Actually it's because Grenada didn't suffer anywhere on par with what's going on in Haiti. Haiti is pretty much deforested. The water has no place to go except the lowest point and pronto. A lot of the region hit is still underwater 5 days after the rains.
Based on what? Like I said, Catholic Charities isn't even Catholic. And the Salvationists take their charitable responsibilities very seriously.
"The leader of Haitis U.S.-backed government, interim President Boniface Alexandre, appealed this week for urgent aid, and numerous countries responded. On Thursday, the U.S. government said it would provide more than $2 million an increase from $60,000 that some criticized for its paucity."
I thought $60,000 was the legal amount the government could spend until Congress approved more money? Come on, how much lower can biased news outlets like MSNBC.COM go? Does someone know how to complain and who to address a complaint?
Based on rankings provided by Charity watchdogs who rate efficiency, fundraising percentages, money actually provided to aid, and other factors.
I could question why you even brought some idea that CC isn't Catholic, or why you bothered to mention it, but I won't.
I will simply keep my thoughts to myself.
Will the United Nations send in help just as they have with the killing in Africa? It's ashamed that Jamaica doesn't have oil, they could make a deal for food.
My bad....Jamaica = Haiti. Maybe I could trade oil for brains this afternoon.
Compare July 2001 with September 2004
http://coastal.er.usgs.gov/hurricanes/ivan/photos/index.html
When you think it can't get any worse in Haiti....
I agree about Catholic Charities. That's where our donation is going. God help those poor people.
No kidding? So you believe that CC is somehow more efficient than the Salvationists? You really need to explain yourself.
I could question why you even brought some idea that CC isn't Catholic
Don't believe ME. Call them up and ask them, yourself. Most of the employees are not Catholic. Most of the beneficiaries are not. And Catholicism is not offered to anyone. They are a self-proclaimed secular, or inter-religious (whatever you prefer), 'service' organization.
They were originally founded as Catholic, like many universities and hospitals which no longer are. And they are still supported by the 'reform' parishes. And they do good work, make no mistake.

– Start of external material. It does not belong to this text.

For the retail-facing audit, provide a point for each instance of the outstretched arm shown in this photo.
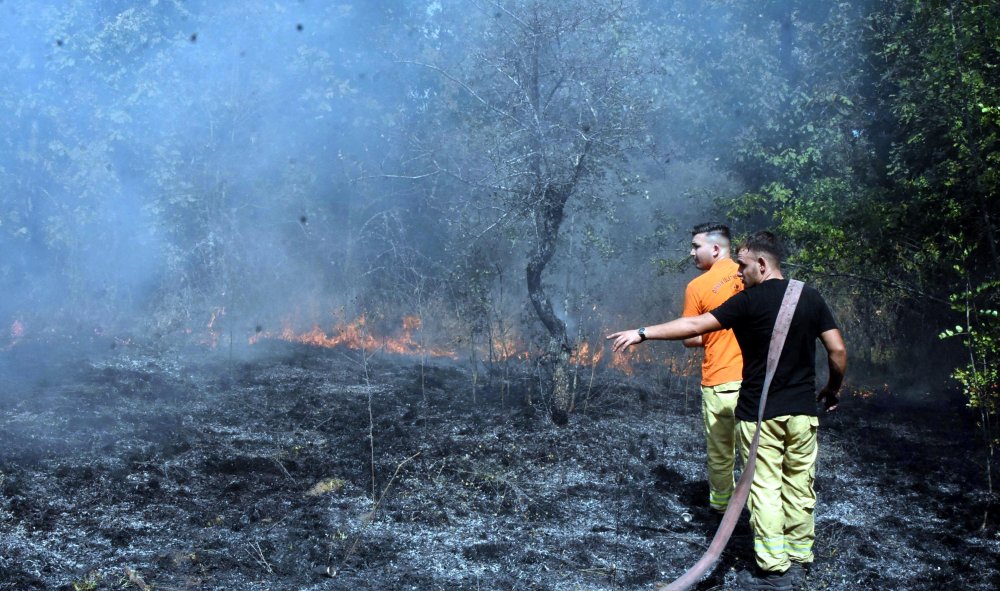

But I don't know that they are known for being efficient, or for being anything but politically correct, rather than Catholic.
There are several Haitian families living in my gated community in Palm Beach County. They are extremely hard-working people and take great pride in their homes.
I taught a class that had a young guy from Haiti. He was serving time in federal prison.
He was taking classes to make him an electrician so that he could return home and install electricity in his village.
And the Democrats say we are poor?
Yep....I know Gonaive pretty well.
It's fairly grim for most of it's residents there on a good day.